Fuller Hosts First Martin Luther King Summit

By Neil Earle

Dr. Lawrence Carter

Pasadena, CA – Erect, fatherly and confident, Dr. Lawrence Carter of Morehouse College addressed some 400 students and faculty at Fuller Seminary’s annual commemoration of Martin Luther King Day on January 18. It came in the middle of an “MLK Summit” on how King’s themes and messages apply in today’s world.

Dr. Carter is a veteran academic as well as an ordained Baptist minster. As a tenth grader he was personally recruited to attend Morehead by Dr. King himself. Carter left no doubt as to where the fiery civil rights leader would stand on the grass roots discontent presently gripping America and the world. “The grievance package is familiar,” Dr. Carter intoned, “the well-connected rich getting richer and the resultant anger, inequality, poverty and unemployment.”

There has been a massive bank bailout yet no money to support people with unpayable mortgages, he continued. “Four hundred Americans have as much wealth as one-half the population,” charged Dr. Carter, “the slogan ‘people first and not property’ is not popular today.” We are murdering prisoners where serious doubt is evident and mired in what an American historian calls “a militarized foreign policy.”

The Global Promised Land

Inequality has given us a “sham democracy” where 27 million voters are in jeopardy of losing their ballot in November, Carter charged. In such a world, he believes, it is time to revisit Martin Luther King’s ethical vision of where he saw the world must go, towards what Dr. Carter summarized as the “Global Promised Land,” referencing King’s last speech where he quoted “I have seen the promised land.” The last few years of his life King extended his vision of the future to include the world, Dr. Carter believes. “His definition of the chosen people has been ignored since his death. He preached universalism, justice for all, affirming the worth of all persons and not elevating difference to the level of a cult.”

Dr. Carter (second fromn left) and aide with Neil Earle (second from right) and Curtis May (right) from Office of Reconciliation and Mediation (ORM) at Fuller Semimary on January 18.

Especially by the end of his life, Dr. King never limited his vision to race, Dr. Carter reminded us. “He saw a Great World House as the new promise of humankind, of a family unduly separated who can never again live apart. All the planetary inhabitants are now neighbors.”

With the Internet functioning as the “nervous system of the planet” we in our time can dream of a fear barrier broken globally and nonviolently by a new generation – “the Joshua Generation” says Dr. Carter, alluding to King's comparison of himself to Moses overlooking the promised Land.

“It’s time to recapture the Jesus Martin Luther King knew,” Carter challenged his audience. ”He knew that Jesus patterned the essential nature of what all people should be.” Jesus was inclusive and transparent. “He dared to speak his Father’s heart out loud.

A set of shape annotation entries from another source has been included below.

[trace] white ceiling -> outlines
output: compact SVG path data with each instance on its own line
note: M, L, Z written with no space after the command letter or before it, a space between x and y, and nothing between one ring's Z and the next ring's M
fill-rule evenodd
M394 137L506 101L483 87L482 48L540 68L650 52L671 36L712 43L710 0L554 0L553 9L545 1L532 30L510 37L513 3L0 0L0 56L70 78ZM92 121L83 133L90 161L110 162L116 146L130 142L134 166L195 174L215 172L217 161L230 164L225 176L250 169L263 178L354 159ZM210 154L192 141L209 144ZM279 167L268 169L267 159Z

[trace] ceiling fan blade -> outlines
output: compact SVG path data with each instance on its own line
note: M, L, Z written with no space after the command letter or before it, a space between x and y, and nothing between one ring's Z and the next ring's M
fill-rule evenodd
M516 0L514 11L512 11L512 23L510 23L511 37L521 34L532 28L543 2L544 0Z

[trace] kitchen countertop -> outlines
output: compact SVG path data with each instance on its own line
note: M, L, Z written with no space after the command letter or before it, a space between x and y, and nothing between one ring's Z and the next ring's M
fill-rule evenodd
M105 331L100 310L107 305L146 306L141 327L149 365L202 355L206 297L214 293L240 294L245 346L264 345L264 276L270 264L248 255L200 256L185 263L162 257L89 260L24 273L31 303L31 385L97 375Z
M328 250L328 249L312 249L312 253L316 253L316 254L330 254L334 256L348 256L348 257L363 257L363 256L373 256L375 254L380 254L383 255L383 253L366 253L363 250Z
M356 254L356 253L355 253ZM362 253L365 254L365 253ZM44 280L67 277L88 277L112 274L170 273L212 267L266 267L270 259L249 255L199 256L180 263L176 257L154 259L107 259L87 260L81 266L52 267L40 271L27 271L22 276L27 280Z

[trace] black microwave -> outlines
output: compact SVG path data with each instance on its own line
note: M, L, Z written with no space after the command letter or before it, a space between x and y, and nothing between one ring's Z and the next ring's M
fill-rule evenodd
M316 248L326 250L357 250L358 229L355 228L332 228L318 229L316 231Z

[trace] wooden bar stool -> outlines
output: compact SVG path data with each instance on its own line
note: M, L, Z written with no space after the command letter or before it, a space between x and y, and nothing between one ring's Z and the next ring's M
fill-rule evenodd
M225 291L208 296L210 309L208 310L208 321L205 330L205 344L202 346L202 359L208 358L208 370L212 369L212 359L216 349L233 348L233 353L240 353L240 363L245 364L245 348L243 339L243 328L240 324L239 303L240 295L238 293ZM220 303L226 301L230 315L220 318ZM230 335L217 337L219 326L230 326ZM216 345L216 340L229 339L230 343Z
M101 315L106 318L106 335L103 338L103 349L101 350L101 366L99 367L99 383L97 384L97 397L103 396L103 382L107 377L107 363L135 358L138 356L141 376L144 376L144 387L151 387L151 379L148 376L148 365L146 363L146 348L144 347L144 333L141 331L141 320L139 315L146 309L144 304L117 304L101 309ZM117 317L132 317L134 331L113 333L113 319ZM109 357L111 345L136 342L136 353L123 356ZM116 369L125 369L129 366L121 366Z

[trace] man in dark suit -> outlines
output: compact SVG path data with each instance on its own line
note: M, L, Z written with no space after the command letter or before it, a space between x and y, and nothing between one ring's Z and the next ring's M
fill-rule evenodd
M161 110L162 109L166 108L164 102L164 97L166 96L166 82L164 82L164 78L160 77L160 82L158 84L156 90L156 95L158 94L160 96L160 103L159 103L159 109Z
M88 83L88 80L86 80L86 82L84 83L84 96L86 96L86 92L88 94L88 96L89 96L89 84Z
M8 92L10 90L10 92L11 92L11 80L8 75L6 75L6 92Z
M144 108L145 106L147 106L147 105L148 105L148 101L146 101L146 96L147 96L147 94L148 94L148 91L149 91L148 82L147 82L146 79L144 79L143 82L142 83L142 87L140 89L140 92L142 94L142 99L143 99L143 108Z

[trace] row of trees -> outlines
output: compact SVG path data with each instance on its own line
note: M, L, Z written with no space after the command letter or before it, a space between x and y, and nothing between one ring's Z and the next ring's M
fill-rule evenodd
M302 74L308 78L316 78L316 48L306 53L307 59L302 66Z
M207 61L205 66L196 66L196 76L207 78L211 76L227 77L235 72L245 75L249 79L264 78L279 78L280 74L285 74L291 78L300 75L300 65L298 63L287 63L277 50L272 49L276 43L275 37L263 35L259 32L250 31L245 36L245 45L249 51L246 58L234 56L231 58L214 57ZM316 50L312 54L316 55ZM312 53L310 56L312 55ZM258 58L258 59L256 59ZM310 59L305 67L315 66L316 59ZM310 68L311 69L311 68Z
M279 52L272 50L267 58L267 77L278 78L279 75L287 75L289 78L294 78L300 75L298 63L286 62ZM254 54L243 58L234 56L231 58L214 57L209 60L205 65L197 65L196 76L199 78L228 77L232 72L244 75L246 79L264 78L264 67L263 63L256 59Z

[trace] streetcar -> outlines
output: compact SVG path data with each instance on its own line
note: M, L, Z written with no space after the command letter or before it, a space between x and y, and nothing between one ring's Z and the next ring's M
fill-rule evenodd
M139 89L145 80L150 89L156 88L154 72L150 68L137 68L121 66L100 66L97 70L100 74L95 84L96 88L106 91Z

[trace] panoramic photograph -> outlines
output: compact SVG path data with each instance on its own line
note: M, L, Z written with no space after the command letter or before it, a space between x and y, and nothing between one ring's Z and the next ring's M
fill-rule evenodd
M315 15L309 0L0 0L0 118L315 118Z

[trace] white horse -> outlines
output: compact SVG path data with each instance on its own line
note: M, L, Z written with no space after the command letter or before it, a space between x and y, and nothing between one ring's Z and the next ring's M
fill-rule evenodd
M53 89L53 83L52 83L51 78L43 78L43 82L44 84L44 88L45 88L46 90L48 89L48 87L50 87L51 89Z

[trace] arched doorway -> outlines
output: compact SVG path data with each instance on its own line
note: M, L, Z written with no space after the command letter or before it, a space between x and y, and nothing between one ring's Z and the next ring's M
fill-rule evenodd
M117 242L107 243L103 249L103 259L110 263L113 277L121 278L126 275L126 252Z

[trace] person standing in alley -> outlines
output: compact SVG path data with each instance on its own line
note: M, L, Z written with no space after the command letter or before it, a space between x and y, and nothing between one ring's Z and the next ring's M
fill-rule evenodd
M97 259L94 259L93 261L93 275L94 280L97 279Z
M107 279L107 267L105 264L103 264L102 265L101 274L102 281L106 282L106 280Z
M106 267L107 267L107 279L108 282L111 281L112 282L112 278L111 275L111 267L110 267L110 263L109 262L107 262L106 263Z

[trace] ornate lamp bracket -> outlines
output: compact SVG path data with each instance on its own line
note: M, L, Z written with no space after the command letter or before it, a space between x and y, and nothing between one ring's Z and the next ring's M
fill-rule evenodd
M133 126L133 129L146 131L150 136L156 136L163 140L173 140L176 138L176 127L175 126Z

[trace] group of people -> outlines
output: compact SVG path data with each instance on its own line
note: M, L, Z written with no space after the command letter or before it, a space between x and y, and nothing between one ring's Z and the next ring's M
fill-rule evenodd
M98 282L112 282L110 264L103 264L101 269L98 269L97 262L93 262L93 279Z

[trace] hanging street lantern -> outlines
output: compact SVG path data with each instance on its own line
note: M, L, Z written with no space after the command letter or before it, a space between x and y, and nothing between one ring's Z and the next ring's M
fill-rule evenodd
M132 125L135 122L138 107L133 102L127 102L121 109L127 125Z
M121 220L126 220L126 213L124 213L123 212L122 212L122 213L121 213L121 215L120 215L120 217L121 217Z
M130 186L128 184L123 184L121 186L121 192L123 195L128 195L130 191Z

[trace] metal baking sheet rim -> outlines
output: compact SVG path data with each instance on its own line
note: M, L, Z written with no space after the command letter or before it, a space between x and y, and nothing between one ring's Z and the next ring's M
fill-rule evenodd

The Jerusalem Temple was a big business that cheated pilgrims with unjust rates of exchange. Today King would join Jesus in protesting “the failure of traditional leadership with Congress at 11% in the polls.”

King’s Last Crusade

This is a tall task, as Dr. Carter well knows. Civil disobedience frightens people just as it did in the Sixties. “But when people say ‘No’ to an essentially unjust system they disrupt the status quo and acquire a new self-respect.” A reading from Dr. King’s own words before the sermon reminded participants that the civil rights leader saw genuine protest against “laws that were only just on the face of them” as Biblically sanctioned – the Hebrew midwives rejected the Pharaoh’s genocidal edict and Sahdrach, Meshach and Abednego likewise resisted Nebuchadnezzar when a higher law was at stake. Everything Hitler did was, in some sense, legal, King once wrote.

In light of the turmoil associated with the Tea Party on one side and the “Occupy” movement on the other, Dr. Carter reminded the audience that Martin Luther King’s last goal was a ”Poor People’s campaign” right in Washington, D.C. calling for a Bill of Rights for disadvantaged people. “The Church should be a drum major for One World in God consciousness, a world house for global citizen action,” Dr. Carter concluded.

In Lawrence Carter’s and his mentor Dr. King’s ultimate vision – the challenges now go beyond black and white. It now involves promoting equality for a world otherwise doomed to extinction. Perhaps realizing that such phrases as “God consciousness“ and “one world inclusiveness” could lay him open to charges of humanistic thinking, Dr. Carter emphasized that “Jesus Christ is the pattern for the essential nature of all people.” Martin Luther King at the end of his life had traced out this new call to peace and justice to include the whole world, he feels. With this sermon the MLK Summit was given a Christian significance on a campus consciously determined to reach out across the divides.